HIKIKOMORI SEBAGAI SEBUAH PERMASALAHAN GENDER DI JEPANG
GANCAR STYAWAN, Sri Pangastoeti S.S., M.Hum.
2015 | Skripsi | S1 SASTRA JEPANGSkripsi ini meneliti tentang masalah hikikomori yang ada di Jepang dilihat dari permasalahan gender. Hikikomori adalah suatu keadaan di mana seseorang secara terus menerus selama enam bulan atau lebih, mengurung diri di kamarnya tanpa melakukan partisipasi sosial, bukan disebabkan oleh gangguan mental yang lain, biasanya pelaku berusia hingga akhir dua puluhan tahun dan kebanyakan pelakunya adalah laki-laki. Hikikomori muncul dan mulai menjadi perhatian publik sebagai sebuah masalah sosial di Jepang antara tahun 1999 dan 2000. Penelitian ini bertujuan untuk menjelaskan keterkaitan antara hikikomori dengan permasalahan gender di Jepang. Metode yang digunakan dalam melakukan penelitian ini adalah kualitatif deskriptif. Bahan yang digunakan dalam penelitian ini diperoleh dari buku, jurnal, skripsi, tesis, artikel dan penelusuran data melalui internet yang berkaitan dengan permasalahan hikikomori. Pelaku hikikomori mempunyai ciri khas yaitu mengunci diri di dalam kamar dan menolak segala macam kontak dengan dunia luar. Mereka tidur sepanjang pagi dan siang hari, kemudian bangun di saat sore dan tetap terjaga hingga larut malam. Beberapa penelitian yang dilakukan pemerintah maupun swasta di Jepang menyebutkan bahwa 70 sampai 80 % pelaku hikikomori adalah laki-laki. Terdapat tiga faktor utama penyebab hikikomori yaitu faktor keluarga, pendidikan, dan masyarakat. Selain itu faktor gender berupa perbedaan ekspektasi dan amae (hubungan saling ketergantungan antara ibu dan anak) juga berpengaruh dalam fenomena hikikomori ini. Anak laki-laki dalam masyarakat Jepang diharapkan untuk menjadi pribadi yang lebih sukses dalam pendidikan dan karir dibandingkan dengan anak perempuan. Sebaliknya, perempuan diharapkan untuk secepatnya menikah, berpindah menuju rumah suaminya dan kemudian menjadi ibu yang sempurna untuk merawat dan membesarkan anak-anaknya. Hal tersebut dapat menyebabkan tekanan lebih besar yang dirasakan anak laki-laki sehingga memilih hikikomori sebagai jalan keluar. Dari hasil analisis dapat dilihat bahwa pelaku hikikomori laki-laki lebih banyak dibandingkan dengan pelaku perempuan. Keadaan tersebut disebabkan adanya ketidakadilan gender dalam masyarakat Jepang. Ketidakadilan gender yang dimaksud adalah adanya perbedaan ekspektasi antara anak laki-laki dan perempuan, serta masalah amae. Sehingga dapat ditarik kesimpulan bahwa permasalahan gender dapat mempengaruhi hikikomori di Jepang.

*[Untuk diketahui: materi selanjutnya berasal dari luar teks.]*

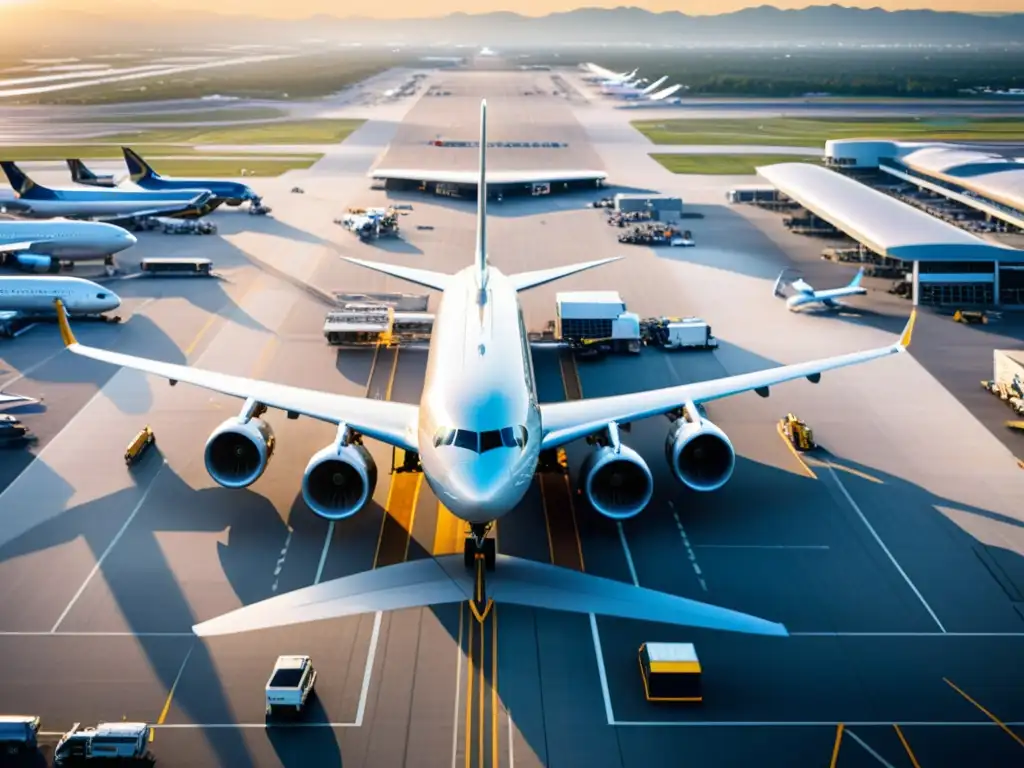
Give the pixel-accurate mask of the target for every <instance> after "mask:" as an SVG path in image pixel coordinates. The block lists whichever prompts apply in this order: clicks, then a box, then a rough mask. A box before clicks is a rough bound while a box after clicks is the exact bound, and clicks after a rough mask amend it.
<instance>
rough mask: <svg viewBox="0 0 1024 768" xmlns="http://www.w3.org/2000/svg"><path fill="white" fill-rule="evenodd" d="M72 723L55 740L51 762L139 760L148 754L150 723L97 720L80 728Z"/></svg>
mask: <svg viewBox="0 0 1024 768" xmlns="http://www.w3.org/2000/svg"><path fill="white" fill-rule="evenodd" d="M80 726H81V723H75V725H74V726H72V729H71V730H70V731H68V732H67V733H66V734H63V736H61V737H60V740H59V741H58V742H57V746H56V750H54V752H53V765H68V764H69V763H78V762H80V761H82V760H104V759H105V760H126V759H127V760H139V759H142V758H145V757H146V756H147V755H148V752H147V744H148V741H150V726H148V725H147V724H146V723H100V724H99V725H97V726H96V727H95V728H80Z"/></svg>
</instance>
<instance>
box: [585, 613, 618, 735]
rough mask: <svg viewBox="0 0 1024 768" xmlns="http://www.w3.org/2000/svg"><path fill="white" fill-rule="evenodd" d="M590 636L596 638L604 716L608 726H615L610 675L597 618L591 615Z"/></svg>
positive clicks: (594, 640)
mask: <svg viewBox="0 0 1024 768" xmlns="http://www.w3.org/2000/svg"><path fill="white" fill-rule="evenodd" d="M590 634H591V635H592V636H593V637H594V655H595V656H596V657H597V675H598V677H599V678H600V679H601V695H602V696H604V715H605V717H606V718H607V720H608V725H614V724H615V715H614V713H613V712H612V710H611V694H610V693H609V692H608V673H607V672H606V671H605V669H604V651H602V650H601V636H600V634H599V633H598V631H597V616H595V615H594V614H593V613H591V614H590Z"/></svg>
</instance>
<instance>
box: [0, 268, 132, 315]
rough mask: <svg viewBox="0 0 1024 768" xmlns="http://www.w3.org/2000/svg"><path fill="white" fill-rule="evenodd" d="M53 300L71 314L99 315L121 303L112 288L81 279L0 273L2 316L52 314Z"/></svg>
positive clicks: (118, 304) (55, 307) (0, 286)
mask: <svg viewBox="0 0 1024 768" xmlns="http://www.w3.org/2000/svg"><path fill="white" fill-rule="evenodd" d="M55 301H59V302H60V306H61V307H62V312H65V313H67V314H70V315H72V316H74V315H82V314H86V315H92V314H102V313H103V312H111V311H114V310H115V309H117V308H118V307H119V306H121V297H120V296H118V295H117V294H116V293H114V292H113V291H112V290H110V289H109V288H104V287H103V286H100V285H97V284H96V283H92V282H91V281H87V280H82V279H81V278H67V276H63V275H54V276H45V278H34V276H28V275H0V314H3V315H4V319H7V321H10V319H12V318H13V317H52V316H53V315H54V314H56V313H57V312H56V307H55V305H54V302H55Z"/></svg>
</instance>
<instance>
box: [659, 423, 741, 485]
mask: <svg viewBox="0 0 1024 768" xmlns="http://www.w3.org/2000/svg"><path fill="white" fill-rule="evenodd" d="M665 456H666V458H667V459H668V460H669V466H671V467H672V472H673V474H675V475H676V478H677V479H678V480H679V481H680V482H682V483H683V484H684V485H686V486H687V487H689V488H691V489H692V490H718V489H719V488H720V487H722V486H723V485H724V484H725V483H726V482H728V481H729V478H730V477H732V470H733V469H734V468H735V466H736V452H735V451H734V450H733V447H732V443H731V442H729V438H728V437H726V436H725V432H723V431H722V430H721V429H719V428H718V427H717V426H716V425H715V424H712V423H711V422H710V421H708V420H707V419H703V418H699V419H697V420H696V421H687V419H686V417H681V418H679V419H677V420H676V421H675V422H674V423H673V425H672V428H671V429H670V430H669V436H668V437H667V438H666V440H665Z"/></svg>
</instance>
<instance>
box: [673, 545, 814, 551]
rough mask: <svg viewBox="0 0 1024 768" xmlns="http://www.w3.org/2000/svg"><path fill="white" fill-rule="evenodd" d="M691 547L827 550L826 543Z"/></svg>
mask: <svg viewBox="0 0 1024 768" xmlns="http://www.w3.org/2000/svg"><path fill="white" fill-rule="evenodd" d="M693 549H794V550H827V549H828V545H827V544H694V545H693Z"/></svg>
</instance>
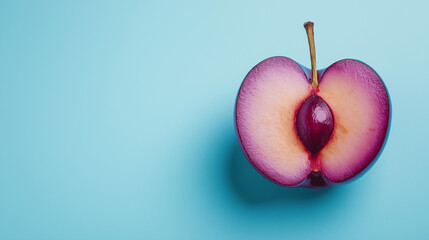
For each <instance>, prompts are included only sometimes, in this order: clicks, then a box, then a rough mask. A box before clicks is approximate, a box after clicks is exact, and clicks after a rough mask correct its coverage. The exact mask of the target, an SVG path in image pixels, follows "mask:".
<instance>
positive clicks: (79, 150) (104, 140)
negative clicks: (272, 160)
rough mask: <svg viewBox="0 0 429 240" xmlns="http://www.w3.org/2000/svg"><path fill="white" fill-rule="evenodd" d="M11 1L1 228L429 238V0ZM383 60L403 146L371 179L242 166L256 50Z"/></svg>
mask: <svg viewBox="0 0 429 240" xmlns="http://www.w3.org/2000/svg"><path fill="white" fill-rule="evenodd" d="M404 2H406V3H399V2H395V1H385V2H380V3H378V2H377V1H354V2H344V1H337V2H327V1H293V2H286V1H271V2H264V1H253V2H252V1H251V2H247V3H245V2H244V1H243V2H242V3H239V2H235V3H233V2H230V1H224V2H221V1H216V2H215V1H213V2H212V3H201V2H200V1H195V2H180V1H177V2H173V1H170V2H161V1H160V2H156V1H152V2H151V3H150V2H144V1H142V2H137V1H136V2H132V1H127V2H124V1H117V2H101V1H100V2H87V1H69V2H60V1H28V2H21V1H2V3H0V112H1V115H0V116H1V117H0V239H320V240H321V239H423V238H427V236H428V234H429V220H428V219H429V206H428V204H429V194H428V190H429V180H428V169H429V154H428V142H427V139H428V138H427V137H428V135H429V129H428V127H427V124H428V121H429V113H428V101H427V96H428V94H427V91H428V88H427V86H428V84H429V79H428V74H427V71H428V62H429V57H428V54H429V51H428V50H429V47H428V42H429V33H428V29H429V21H428V20H427V11H428V8H429V5H428V4H426V3H425V1H420V2H416V1H404ZM307 20H312V21H314V22H315V39H316V53H317V63H318V66H319V68H325V67H327V66H329V65H330V64H331V63H333V62H335V61H337V60H339V59H343V58H355V59H359V60H362V61H364V62H366V63H367V64H369V65H370V66H372V67H373V68H374V69H375V70H376V71H377V72H378V73H379V74H380V75H381V76H382V78H383V79H384V81H385V83H386V85H387V86H388V89H389V91H390V95H391V98H392V106H393V116H392V120H393V121H392V126H391V133H390V139H389V141H388V143H387V145H386V148H385V150H384V153H383V154H382V156H381V157H380V159H379V160H378V162H377V163H376V164H375V165H374V167H373V168H372V169H371V170H370V171H369V172H368V173H367V174H366V175H364V176H363V177H362V178H360V179H359V180H357V181H355V182H353V183H351V184H347V185H345V186H341V187H338V188H335V189H329V190H308V189H286V188H282V187H278V186H276V185H274V184H272V183H270V182H269V181H267V180H265V179H264V178H263V177H261V176H260V175H259V174H258V173H257V172H256V171H255V170H254V169H253V168H252V167H251V166H250V164H249V163H248V162H247V161H246V160H245V158H244V157H243V154H242V153H241V150H240V149H239V147H238V143H237V140H236V136H235V133H234V127H233V108H234V102H235V97H236V93H237V90H238V88H239V86H240V83H241V81H242V79H243V78H244V76H245V75H246V73H247V72H248V71H249V70H250V69H251V68H252V67H253V66H254V65H255V64H257V63H258V62H260V61H261V60H263V59H265V58H267V57H270V56H274V55H283V56H288V57H291V58H292V59H294V60H296V61H297V62H299V63H302V64H304V65H306V66H309V65H310V64H309V63H310V61H309V51H308V45H307V38H306V35H305V30H304V28H303V26H302V24H303V23H304V22H305V21H307Z"/></svg>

This research studies hikikomori problem in Japan. Hikikomori is a condition of seclusion where there is no social participation that lasts at least six months, a mental disease is not the major reason of the problem, generally the age ranged up to late 20s and most of them are male. Hikikomori began to public attention as a social problem in Japan between 1999 and 2000. The main purpose of this research is to explain the relation between hikikomori and gender issues in Japan. The method used in conducting this research is the inferential statistic. The data collection used in this method consist of literature study, journal, and thesis. The internet is also an important source on matters relating with hikikomori issues. Hikikomori has a characteristic that locked themselves in their room and refuse all kinds of contact with the outside world. They sleep all day, then wake up at the evening and stay awake until late at night. According to some research, 70 until 80 % hikikomori were male. Three primary factors that cause hikikomori are family, education, and society. In addition, many factors such as differences in gender expectations and amae (the symbiotic relationship between mother and child) was also having an influence in this hikikomori phenomenon. Boys in Japanese society are expected to be more success in education and career than girls. Otherwise, women are expected to eventually get married, and then become a perfect mother to raise their children.This condition can lead greater stress to the boys so they choose hikikomori as a way out. As a conclusion of this research, the number of male hikikomori is larger than the female ones. This case is caused by gender inequality which still occurred in Japanese society, shown by the different expectations between both genders, and the symbiotic co-dependence relationship between mother and child that was called amae. So it can be concluded that gender issues can affect the hikikomori problem in Japan.